Sharon was warned that if he did not properly coordinate
the disengagement and work with Abbas and the PLO, the more extreme groups in
Gaza would be empowered.
He didn’t seem to care.
I personally went
to one of Sharon’s closest advisers and political allies and begged him to
convince Sharon to work with Abbas on the disengagement. He told me if I joined
the newly formed Kadima it would increase the chances Sharon would listen to me.
I joined Kadima and still Sharon refused to listen. He then told me to forget
it.
He told me Sharon believed that after the transfer of Gaza to the
Palestinians, they would fail in governing Gaza and international pressure on
Israel regarding the West Bank would be removed. How cunning.
James
Wolfensohn and his team worked overtime to try and ensure success. Wolfensohn
even raised some $15 million to purchase the very successful agriculture
greenhouses from the Gush Katif settlers. There were about 500 hectares (some
1,235 acres) of greenhouses there prior to the disengagement. The settlers
damaged about 50 hectares when they left. Palestinian vandals damaged about
another 50 hectares before the Palestinian police intervened and stopped them.
Some 400 hectares were left.
The Palestinian Authority created a
management company and the same workers who worked for the settlers continued to
work for the management company. The company went bankrupt after its first
season. Why? Because after the withdrawal from Gaza, Israel closed the border
and the produce rotted before going to market.
This was before Hamas was
elected.
During the same period the Americans demanded that Israel sign
the negotiated agreements on the Rafah crossing and Movement and Access in
November 2005, but during the first 100 days after signing the agreements the
border crossing was open only 17 days.
The successful Israeli
disengagement from Gaza led to the successful Hamas takeover of Gaza. Who won
the narrative on the Palestinian side of what led to Israel’s decision to
withdrawal? Diplomacy and negotiations or the gun, the bombs and the armed
struggle? Hamas won the narrative and it empowered them against the failures of
the diplomatic process. The Palestinian street said: Israelis only understand
the language of violence. The end result was obvious to anyone who understood
anything about the Palestinian street and Palestinian politics.
I assure
everyone that the proposals of Barak, Bennett and Hendel would be even more
disastrous for Israel then the disengagement from Gaza. There is a way to end
the conflict with the Palestinians. It is called negotiations.
And yes,
it has been tried before and we have not yet reached an agreement for peace.
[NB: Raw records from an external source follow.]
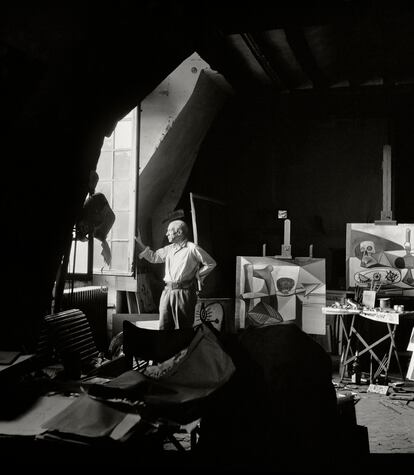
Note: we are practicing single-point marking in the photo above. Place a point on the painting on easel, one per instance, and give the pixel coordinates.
(381, 255)
(271, 290)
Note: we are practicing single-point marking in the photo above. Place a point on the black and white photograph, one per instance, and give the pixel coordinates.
(208, 236)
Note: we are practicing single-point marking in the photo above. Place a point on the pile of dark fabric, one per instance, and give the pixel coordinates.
(279, 410)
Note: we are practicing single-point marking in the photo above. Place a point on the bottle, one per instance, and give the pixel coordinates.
(356, 370)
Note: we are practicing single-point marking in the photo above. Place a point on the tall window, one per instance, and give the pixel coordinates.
(117, 177)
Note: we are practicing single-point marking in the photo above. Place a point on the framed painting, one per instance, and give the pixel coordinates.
(272, 290)
(380, 255)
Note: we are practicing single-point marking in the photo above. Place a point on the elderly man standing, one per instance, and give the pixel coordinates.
(186, 267)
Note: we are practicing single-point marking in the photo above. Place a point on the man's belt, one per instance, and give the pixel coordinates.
(180, 285)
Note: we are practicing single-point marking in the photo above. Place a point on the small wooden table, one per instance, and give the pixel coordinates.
(390, 319)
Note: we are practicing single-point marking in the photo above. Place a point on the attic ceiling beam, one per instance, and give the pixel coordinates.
(304, 56)
(262, 59)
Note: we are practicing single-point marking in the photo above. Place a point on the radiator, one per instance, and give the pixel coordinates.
(93, 302)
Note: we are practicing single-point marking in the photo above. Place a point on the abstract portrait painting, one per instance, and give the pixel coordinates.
(380, 254)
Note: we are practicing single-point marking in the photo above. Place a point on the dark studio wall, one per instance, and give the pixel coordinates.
(324, 169)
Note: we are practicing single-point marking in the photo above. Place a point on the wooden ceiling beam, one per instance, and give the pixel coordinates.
(304, 56)
(262, 59)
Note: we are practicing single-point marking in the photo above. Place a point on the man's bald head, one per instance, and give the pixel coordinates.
(177, 231)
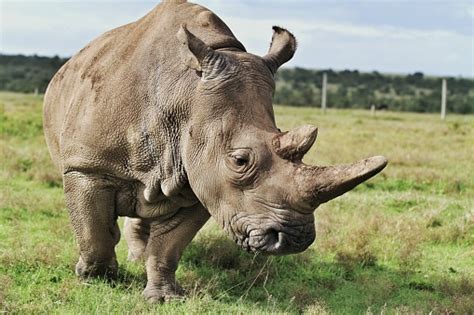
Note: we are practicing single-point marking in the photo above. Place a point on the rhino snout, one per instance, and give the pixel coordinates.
(276, 238)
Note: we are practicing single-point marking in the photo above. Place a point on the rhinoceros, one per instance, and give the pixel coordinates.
(168, 121)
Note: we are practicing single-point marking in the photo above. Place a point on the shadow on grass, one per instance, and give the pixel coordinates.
(217, 267)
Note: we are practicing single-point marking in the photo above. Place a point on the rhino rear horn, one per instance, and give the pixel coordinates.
(282, 48)
(203, 58)
(294, 144)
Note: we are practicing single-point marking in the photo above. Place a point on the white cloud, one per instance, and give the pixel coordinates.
(328, 38)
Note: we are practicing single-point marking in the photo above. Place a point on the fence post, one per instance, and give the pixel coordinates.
(444, 92)
(323, 92)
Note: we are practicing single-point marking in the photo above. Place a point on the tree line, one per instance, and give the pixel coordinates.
(295, 86)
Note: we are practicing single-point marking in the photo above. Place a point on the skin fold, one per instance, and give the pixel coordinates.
(168, 121)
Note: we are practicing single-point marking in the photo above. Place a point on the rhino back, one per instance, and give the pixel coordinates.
(119, 105)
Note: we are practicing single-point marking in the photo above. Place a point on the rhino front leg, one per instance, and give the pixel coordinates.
(136, 233)
(91, 203)
(165, 247)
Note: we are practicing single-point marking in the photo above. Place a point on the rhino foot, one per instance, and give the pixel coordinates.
(97, 270)
(164, 293)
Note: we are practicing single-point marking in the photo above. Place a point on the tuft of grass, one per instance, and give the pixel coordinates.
(398, 244)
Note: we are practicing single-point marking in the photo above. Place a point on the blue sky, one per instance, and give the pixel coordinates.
(401, 36)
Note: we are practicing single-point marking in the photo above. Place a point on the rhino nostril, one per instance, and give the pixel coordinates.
(274, 239)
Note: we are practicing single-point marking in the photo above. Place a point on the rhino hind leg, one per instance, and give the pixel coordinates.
(91, 203)
(167, 241)
(136, 232)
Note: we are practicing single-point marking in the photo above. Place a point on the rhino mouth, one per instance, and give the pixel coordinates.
(273, 237)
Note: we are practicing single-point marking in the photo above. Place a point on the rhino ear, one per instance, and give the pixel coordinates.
(203, 58)
(196, 48)
(281, 50)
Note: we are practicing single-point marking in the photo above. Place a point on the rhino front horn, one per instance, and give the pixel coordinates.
(326, 183)
(294, 144)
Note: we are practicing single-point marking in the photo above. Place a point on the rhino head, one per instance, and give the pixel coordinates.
(242, 168)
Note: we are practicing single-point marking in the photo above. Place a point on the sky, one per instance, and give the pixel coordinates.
(435, 37)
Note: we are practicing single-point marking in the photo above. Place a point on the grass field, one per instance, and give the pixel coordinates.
(401, 243)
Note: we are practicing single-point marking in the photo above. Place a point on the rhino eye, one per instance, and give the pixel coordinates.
(240, 160)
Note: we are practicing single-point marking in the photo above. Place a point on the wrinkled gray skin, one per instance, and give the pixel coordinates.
(168, 120)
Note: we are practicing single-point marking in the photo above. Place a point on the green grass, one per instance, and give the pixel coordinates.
(401, 243)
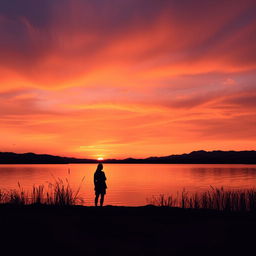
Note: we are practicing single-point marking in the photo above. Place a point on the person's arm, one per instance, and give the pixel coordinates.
(95, 179)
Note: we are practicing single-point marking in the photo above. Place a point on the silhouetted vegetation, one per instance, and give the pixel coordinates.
(58, 193)
(213, 199)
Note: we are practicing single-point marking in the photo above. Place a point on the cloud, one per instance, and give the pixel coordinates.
(127, 77)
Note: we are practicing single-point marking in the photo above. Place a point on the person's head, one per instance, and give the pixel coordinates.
(99, 167)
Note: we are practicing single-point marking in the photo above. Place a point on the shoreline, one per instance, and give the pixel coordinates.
(120, 230)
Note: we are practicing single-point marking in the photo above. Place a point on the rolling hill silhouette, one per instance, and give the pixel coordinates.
(195, 157)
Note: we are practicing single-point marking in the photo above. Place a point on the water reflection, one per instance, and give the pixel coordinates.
(132, 184)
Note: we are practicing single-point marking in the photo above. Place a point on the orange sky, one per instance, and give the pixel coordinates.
(126, 78)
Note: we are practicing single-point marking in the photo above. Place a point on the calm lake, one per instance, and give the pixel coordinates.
(132, 184)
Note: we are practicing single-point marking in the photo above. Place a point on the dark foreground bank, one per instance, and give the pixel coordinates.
(149, 230)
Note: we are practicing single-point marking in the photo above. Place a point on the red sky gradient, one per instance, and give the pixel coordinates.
(130, 78)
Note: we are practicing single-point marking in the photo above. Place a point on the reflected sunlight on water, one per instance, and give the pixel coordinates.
(132, 184)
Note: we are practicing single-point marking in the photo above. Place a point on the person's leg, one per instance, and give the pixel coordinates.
(101, 199)
(96, 199)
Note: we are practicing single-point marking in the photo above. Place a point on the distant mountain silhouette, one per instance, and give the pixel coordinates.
(195, 157)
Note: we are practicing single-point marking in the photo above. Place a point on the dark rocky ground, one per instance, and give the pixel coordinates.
(78, 230)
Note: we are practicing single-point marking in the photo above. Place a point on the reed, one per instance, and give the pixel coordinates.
(59, 193)
(213, 199)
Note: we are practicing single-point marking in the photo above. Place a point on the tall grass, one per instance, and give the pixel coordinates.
(58, 193)
(213, 199)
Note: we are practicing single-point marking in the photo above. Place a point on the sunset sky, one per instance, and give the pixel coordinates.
(127, 78)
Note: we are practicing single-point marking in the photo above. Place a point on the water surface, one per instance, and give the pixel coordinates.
(132, 184)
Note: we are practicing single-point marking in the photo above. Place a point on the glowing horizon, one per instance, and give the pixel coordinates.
(109, 79)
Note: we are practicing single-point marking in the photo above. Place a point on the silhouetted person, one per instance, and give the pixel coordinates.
(99, 184)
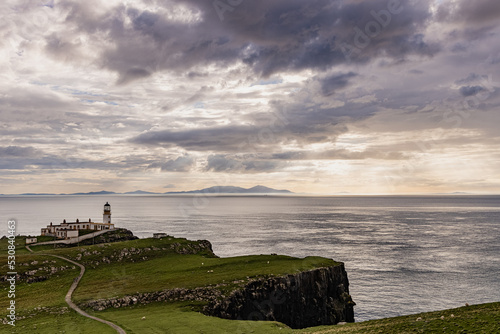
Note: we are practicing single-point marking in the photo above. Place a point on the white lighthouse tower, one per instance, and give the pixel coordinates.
(106, 216)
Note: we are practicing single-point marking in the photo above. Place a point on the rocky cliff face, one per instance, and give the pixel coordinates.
(311, 298)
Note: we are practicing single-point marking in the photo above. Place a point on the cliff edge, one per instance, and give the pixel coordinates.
(310, 298)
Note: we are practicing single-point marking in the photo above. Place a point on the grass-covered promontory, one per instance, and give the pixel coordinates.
(132, 267)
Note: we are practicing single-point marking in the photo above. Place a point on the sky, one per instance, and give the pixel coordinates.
(313, 96)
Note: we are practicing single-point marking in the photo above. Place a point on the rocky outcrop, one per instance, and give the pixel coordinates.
(310, 298)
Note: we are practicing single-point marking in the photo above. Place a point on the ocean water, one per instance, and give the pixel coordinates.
(403, 255)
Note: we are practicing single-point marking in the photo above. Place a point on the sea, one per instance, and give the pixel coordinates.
(403, 254)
That does not mean that it is not possible. Those historians who tell us the
past proves the future actually have no more knowledge of the future than anyone
else. Their argument against negotiating a permanent-status agreement has no
validity.
Yes, it will be difficult, but it is not
impossible.
Those who propose a long-term interim agreement, please
explain what exactly have we had until now? We have had a 20-year interim
agreement that was initially intended to be for five years only. There is no
room and no time for another interim agreement. The time has come for the
leaders to make decisions on the core issues. Negotiations can be successful,
but it means making a decision that we will remain in negotiations, intensively,
with dedication, commitment and political will to reach agreement with the other
side. Negotiating with goodwill and integrity means that we do not walk out of
negotiations after we tell the other side “this is the best offer you will get –
take it or leave it” as we did in Camp David in 2000 and Olmert did in
2008.
We will not be able to protect Israel’s long-term interests by
making unilateral moves, but rather via a negotiated agreement on two states for
two peoples, putting an end to the conflict.
The author is the
co-chairman of IPCRI, the Israel Palestine Center for Research and Information,
a columnist for The Jerusalem Post and the initiator and negotiator of the
secret back channel for the release of Gilad Schalit.